Events and sustainability
“For events, we help implement a comprehensive management and waste reduction plan. We work closely with event organisers  from the pre-event planning phase right up to the execution phase so as to help them become a zero waste and disposable-plastic free event,” says Ravichandran. 
In the past year, Skrap has worked with events such as Mahindra Blues, YouTube Fanfest and SBI Green Marathon. And in the future they will be working with music festivals, flea markets and corporate events.

Having a proper waste segregation infrastructure is a key step for implementing waste management at events, she points out. “Single dustbins should be replaced with a two-bin system for recyclable waste and biodegradable waste. Having clear signages for dustbins can help guide attendees and food vendors on the waste segregation process,” she says.

Ravichandran advises that at the backend, it is essential to have a team of workers to further segregate and sort the waste. “While mixed waste is mostly garbage and is sent to landfills, segregated waste can be recycled or reused. Recyclable materials such as paper, plastic, metal and glass can be sent to recyclers to be turned into new products. Biodegradable waste such as food scraps and compostable plates can be sent to composting sites to be converted into soil nutrients,”she says. 
Other materials such as decor and banners can be reused by the event organisers or given to NGOs that can make use of it. “By simply following these steps, events can lower their environmental impact and divert over 70-80 per cent of their waste away from the landfills and also stay compliant with the government rules,” says she. 

Changing the attitude towards waste
The amount of waste generated at music festival really depends on the scale of the event.
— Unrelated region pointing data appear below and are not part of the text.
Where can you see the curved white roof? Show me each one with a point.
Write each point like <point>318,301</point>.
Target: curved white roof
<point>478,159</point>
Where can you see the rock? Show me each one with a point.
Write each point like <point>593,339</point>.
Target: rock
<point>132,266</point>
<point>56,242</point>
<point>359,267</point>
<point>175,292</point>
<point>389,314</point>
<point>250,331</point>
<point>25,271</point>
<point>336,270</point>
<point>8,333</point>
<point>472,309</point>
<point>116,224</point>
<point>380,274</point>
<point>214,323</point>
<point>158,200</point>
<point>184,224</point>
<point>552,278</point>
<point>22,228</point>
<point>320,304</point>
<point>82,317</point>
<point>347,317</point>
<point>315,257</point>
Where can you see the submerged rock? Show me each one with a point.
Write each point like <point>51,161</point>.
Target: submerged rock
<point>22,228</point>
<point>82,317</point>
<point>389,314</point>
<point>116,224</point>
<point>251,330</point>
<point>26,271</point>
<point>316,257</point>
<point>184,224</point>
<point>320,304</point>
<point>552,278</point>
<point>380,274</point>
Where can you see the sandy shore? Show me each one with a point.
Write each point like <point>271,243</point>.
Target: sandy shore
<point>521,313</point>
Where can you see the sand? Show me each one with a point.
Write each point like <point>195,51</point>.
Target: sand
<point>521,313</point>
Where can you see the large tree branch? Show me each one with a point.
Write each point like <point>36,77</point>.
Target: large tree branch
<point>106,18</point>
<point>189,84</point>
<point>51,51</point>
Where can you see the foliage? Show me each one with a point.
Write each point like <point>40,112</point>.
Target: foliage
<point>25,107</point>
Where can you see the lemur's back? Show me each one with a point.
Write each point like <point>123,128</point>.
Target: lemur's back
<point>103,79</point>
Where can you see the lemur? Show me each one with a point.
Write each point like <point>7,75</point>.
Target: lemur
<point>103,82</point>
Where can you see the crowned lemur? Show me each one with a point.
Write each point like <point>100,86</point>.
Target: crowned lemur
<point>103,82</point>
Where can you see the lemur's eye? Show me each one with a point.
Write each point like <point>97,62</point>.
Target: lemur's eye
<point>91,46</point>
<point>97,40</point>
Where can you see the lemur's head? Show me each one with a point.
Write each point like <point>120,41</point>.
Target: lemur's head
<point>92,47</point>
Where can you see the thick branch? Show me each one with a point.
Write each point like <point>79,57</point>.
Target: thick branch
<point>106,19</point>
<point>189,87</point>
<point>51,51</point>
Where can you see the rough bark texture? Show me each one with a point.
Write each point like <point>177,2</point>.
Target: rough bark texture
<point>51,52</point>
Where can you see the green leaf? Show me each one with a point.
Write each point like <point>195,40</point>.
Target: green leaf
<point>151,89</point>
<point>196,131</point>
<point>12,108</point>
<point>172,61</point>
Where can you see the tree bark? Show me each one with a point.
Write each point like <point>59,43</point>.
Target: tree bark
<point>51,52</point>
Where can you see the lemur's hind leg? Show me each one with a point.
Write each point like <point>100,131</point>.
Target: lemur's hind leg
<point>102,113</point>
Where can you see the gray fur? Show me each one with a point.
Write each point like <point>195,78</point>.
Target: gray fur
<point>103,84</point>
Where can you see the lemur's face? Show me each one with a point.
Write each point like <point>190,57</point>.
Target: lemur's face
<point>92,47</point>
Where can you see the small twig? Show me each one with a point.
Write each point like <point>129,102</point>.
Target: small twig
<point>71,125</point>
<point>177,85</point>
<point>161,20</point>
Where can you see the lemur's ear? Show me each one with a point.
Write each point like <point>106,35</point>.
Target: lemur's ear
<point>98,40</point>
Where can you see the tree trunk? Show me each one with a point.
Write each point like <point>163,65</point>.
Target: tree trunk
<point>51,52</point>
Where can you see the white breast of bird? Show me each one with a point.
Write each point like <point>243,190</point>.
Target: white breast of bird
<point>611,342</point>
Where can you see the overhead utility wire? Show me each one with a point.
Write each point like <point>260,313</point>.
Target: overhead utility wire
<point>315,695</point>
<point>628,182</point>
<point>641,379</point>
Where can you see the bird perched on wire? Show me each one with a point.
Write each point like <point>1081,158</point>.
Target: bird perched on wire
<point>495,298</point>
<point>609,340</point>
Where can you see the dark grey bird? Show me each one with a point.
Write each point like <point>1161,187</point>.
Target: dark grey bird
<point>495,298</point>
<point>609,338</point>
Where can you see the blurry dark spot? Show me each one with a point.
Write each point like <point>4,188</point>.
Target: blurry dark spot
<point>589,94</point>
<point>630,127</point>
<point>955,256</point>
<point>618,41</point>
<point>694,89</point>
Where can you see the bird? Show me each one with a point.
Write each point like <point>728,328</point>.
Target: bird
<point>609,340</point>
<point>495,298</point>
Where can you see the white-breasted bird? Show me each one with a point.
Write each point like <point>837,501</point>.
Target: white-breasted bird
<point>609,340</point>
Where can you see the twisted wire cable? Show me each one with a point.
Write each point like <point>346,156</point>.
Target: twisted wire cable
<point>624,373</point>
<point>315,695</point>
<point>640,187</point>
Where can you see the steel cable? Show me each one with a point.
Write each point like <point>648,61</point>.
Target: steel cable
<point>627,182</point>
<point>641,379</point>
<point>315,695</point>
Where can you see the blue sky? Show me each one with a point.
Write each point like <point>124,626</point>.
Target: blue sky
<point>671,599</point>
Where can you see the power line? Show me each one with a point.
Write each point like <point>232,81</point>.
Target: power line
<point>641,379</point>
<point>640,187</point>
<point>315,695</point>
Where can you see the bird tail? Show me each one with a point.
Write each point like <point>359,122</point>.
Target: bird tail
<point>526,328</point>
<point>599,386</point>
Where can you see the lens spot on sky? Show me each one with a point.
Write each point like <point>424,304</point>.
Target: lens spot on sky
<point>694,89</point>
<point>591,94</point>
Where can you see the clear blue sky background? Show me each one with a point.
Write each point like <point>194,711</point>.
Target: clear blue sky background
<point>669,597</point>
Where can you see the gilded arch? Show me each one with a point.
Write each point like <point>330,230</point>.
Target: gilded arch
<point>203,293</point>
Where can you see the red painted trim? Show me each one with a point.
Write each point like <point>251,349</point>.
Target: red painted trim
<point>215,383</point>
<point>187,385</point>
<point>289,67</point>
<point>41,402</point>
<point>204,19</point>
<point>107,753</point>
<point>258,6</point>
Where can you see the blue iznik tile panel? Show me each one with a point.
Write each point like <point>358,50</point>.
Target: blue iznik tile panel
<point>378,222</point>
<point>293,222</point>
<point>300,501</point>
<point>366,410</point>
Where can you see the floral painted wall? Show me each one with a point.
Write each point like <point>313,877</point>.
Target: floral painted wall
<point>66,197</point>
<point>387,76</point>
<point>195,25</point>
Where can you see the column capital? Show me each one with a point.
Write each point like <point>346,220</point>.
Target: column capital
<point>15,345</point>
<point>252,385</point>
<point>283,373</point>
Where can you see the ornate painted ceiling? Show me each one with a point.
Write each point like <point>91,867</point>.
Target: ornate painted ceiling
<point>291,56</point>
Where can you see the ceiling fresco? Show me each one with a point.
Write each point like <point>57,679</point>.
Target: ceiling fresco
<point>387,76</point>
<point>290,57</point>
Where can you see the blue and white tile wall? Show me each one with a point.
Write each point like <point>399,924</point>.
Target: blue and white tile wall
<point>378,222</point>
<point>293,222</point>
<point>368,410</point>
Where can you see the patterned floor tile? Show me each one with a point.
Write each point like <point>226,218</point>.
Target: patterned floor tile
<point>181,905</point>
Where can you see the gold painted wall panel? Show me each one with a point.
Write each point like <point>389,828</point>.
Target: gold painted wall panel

But implementing waste management can be tedious at first due to the involvement of various stakeholders. “Which is why working with professional waste management firms or having an in-house sustainability team to manage this is important. We’ve managed anywhere between 500 kg to around 12 tonnes of waste at music festivals. We’ve managed to divert 80-90 per cent of the waste away from the landfills by ensuring that it is segregated correctly and then sent for recycling, composting, converting into bio gas, or reusing,” says Ravichandran.
The numbers prove how important it is to not only keep the venue clean during the event but also after it is over. “How and where the event waste is discarded has mostly been neglected. Unfortunately, this means majority of the event’s waste is likely to be dumped in landfills, burnt, or buried in vacant land,” shares she. 

But there is good news — event organisers are increasingly becoming aware of the need for proper waste management as the pollution control boards are stepping up on enforcement of the government’s Solid Waste Management rules. “This means organisers must start investing in proper waste management for their events. During this initial transition phase, it may seem more expensive compared to the alternative of dumping waste indiscriminately into landfills. But in the long run, the environmental benefits, the goodwill generated, and monetary savings from waste reduction measures can significantly outweigh this,” she says. 

Stepping up
With the help of Skrap, the upcoming multi-genre music festival Bacardi NH7 Weekender 2018 promises to be a zero-waste event. “All waste generated at the event will be segregated, sorted and then sent for recycling, composting or reusing. Last year, over 80-85 per cent of the waste generated at the festival was diverted away from the landfills, and this year we aim to improve this further. Minimising the use of disposable plastics has been a key focus so the food court will be a no-plastic zone. Food stalls will be using only compostable serving-ware made from biodegradable, eco-friendly materials such as areca leaves and sugarcane bagasse. These will be composted at the end of the festival and returned to the soil,” says Ravichandran, adding that the crew at the event will be using reusable ceramic or stainless steel plates and cutlery so there’s minimal packaging waste generated. 

Encouraging visitors to be responsible towards the environment, the event will offer discounts at the bar on reusing their cups for refills. “Plastic straws which are typically a big litter item, have been banned at the festival and now replaced with paper straws which will be provided only on request,” says she adding that the event is also committed to curbing food wastage through a comprehensive food donation programme in place to share any excess leftover food with underprivileged communities.